By Luis De Jesus
Aug 12, 2024, 4:37 PM EDT
Journalist and writer Andrés Oppenheimer said that the results of the presidential elections in Venezuela were “a scandalous fraud” and that the supposed winner Nicolás Maduro invented more than 40% of the votes.
“It was a scandalous fraud. The opposition showed the evidence, showed the minutes; the Maduro dictatorship claimed a cyber blackout, an alleged hacking of the National Electoral Council computers to never release the figures. So, they claimed they won with 51% but they did not show a single proof as required by Venezuelan law,” he said in an interview with The Republic from Peru.
He said that autocrats steal one or two percentage points and mentioned the case of Evo Morales in 2019, in Bolivia. “But he invented almost 40% of the votes, it is an astronomical figure, and now he is looking for excuses to divert the issue and not show the minutes,” he said.
Andrés Oppenheimer pointed out that people forget that María Corina Machado, the leader of the Venezuelan opposition who transferred her popularity to candidate Edmundo González Urrutia, is a clever engineer who was also in the NGO Súmate, which specializes in electoral data.
“They obviously prepared for this: they created a structure of polling station monitors who took photos of the minutes and transmitted them. So there is no doubt that this was a monstrous fraud. Latin America took a while, but the Peruvians were the first to recognize González Urrutia as the winner of this election, and then the United States followed suit,” he said.
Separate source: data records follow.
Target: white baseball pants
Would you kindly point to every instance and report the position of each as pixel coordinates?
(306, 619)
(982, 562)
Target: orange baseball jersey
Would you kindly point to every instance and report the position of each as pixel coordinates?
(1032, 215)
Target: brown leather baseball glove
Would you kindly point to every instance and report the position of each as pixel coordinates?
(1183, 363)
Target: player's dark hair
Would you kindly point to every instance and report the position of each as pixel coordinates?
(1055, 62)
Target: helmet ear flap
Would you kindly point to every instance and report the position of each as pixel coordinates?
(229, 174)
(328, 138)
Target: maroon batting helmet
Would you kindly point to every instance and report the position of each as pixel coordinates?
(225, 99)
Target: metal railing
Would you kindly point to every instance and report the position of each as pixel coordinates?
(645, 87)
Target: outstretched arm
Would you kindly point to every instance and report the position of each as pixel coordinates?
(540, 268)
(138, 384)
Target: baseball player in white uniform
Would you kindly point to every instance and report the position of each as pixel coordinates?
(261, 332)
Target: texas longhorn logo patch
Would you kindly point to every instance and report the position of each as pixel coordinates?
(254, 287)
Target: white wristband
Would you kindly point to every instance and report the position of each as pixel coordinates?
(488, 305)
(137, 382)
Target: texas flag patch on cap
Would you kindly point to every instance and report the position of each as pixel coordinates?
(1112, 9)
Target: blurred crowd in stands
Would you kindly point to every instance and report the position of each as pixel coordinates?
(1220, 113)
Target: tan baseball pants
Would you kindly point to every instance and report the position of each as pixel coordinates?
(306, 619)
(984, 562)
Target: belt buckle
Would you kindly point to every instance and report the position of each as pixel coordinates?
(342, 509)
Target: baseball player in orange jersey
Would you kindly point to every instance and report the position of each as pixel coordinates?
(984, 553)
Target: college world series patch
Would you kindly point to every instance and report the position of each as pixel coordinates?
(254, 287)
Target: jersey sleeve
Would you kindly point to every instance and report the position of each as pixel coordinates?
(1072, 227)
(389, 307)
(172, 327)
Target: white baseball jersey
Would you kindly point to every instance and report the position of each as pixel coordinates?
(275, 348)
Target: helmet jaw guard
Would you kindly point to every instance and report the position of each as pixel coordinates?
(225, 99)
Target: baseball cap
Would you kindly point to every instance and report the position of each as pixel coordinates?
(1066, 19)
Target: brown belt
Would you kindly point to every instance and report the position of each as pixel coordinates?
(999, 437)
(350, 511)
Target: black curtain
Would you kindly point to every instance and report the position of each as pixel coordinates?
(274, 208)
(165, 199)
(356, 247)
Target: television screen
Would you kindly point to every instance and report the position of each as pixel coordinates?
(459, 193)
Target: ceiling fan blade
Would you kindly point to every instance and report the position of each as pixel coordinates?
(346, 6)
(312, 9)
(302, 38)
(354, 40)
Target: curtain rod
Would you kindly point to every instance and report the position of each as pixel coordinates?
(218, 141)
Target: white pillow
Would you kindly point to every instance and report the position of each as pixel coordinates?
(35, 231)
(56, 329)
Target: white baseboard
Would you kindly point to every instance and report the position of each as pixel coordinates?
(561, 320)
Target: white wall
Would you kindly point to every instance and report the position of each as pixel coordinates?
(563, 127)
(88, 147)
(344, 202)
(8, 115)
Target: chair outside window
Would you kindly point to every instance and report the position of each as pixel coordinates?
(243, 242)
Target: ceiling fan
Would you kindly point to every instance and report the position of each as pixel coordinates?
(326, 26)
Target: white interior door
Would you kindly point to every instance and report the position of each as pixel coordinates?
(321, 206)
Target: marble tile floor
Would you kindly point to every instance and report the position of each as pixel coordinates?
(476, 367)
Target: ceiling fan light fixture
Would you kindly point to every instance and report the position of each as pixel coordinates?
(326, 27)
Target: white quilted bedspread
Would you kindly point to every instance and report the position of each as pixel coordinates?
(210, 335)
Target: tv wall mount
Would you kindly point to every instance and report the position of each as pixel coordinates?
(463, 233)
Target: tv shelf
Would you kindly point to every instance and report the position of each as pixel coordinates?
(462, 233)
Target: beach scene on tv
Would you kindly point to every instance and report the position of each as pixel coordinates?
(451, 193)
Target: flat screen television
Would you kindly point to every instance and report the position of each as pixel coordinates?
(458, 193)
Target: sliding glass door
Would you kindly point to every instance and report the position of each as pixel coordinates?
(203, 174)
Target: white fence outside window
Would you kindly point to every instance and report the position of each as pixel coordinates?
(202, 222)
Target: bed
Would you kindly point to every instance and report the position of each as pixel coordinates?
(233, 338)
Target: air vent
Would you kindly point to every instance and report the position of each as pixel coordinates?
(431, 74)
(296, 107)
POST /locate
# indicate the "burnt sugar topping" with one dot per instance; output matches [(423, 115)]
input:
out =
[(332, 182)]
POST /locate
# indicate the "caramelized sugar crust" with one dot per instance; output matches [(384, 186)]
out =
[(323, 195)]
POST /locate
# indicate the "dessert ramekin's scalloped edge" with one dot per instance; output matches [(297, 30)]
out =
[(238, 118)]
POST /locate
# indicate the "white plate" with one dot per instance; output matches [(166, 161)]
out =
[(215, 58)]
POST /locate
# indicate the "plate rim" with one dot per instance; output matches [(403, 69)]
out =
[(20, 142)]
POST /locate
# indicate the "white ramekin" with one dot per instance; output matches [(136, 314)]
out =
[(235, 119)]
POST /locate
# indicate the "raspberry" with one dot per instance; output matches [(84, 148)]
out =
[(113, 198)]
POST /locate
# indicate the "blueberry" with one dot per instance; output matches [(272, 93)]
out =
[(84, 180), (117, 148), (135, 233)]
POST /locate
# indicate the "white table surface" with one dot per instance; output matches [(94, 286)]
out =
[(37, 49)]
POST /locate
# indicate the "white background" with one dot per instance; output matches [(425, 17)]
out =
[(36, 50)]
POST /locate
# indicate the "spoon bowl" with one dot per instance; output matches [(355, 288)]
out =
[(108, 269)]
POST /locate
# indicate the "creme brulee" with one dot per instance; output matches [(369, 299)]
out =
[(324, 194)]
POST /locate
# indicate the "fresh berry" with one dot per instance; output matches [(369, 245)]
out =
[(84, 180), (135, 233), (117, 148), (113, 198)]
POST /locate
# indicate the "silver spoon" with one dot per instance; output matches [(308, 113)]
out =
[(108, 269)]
The journalist indicated that, in the case of Brazil and Colombia, which are trying to mediate, there is much greater concern because those governments know that if the crisis in Venezuela is not resolved, there will be “an invasion of Venezuelans,” exiles and migrants, equal to or greater than what has been seen so far.
What would Nicolás Maduro’s plan be for Venezuela?
He said that international support will surely have an indirect influence on the opposition in Venezuela. “If they feel supported, if they take to the streets, that will have an impact because the Venezuelan military is unlikely to go out to repress the people because they know that Maduro lost.”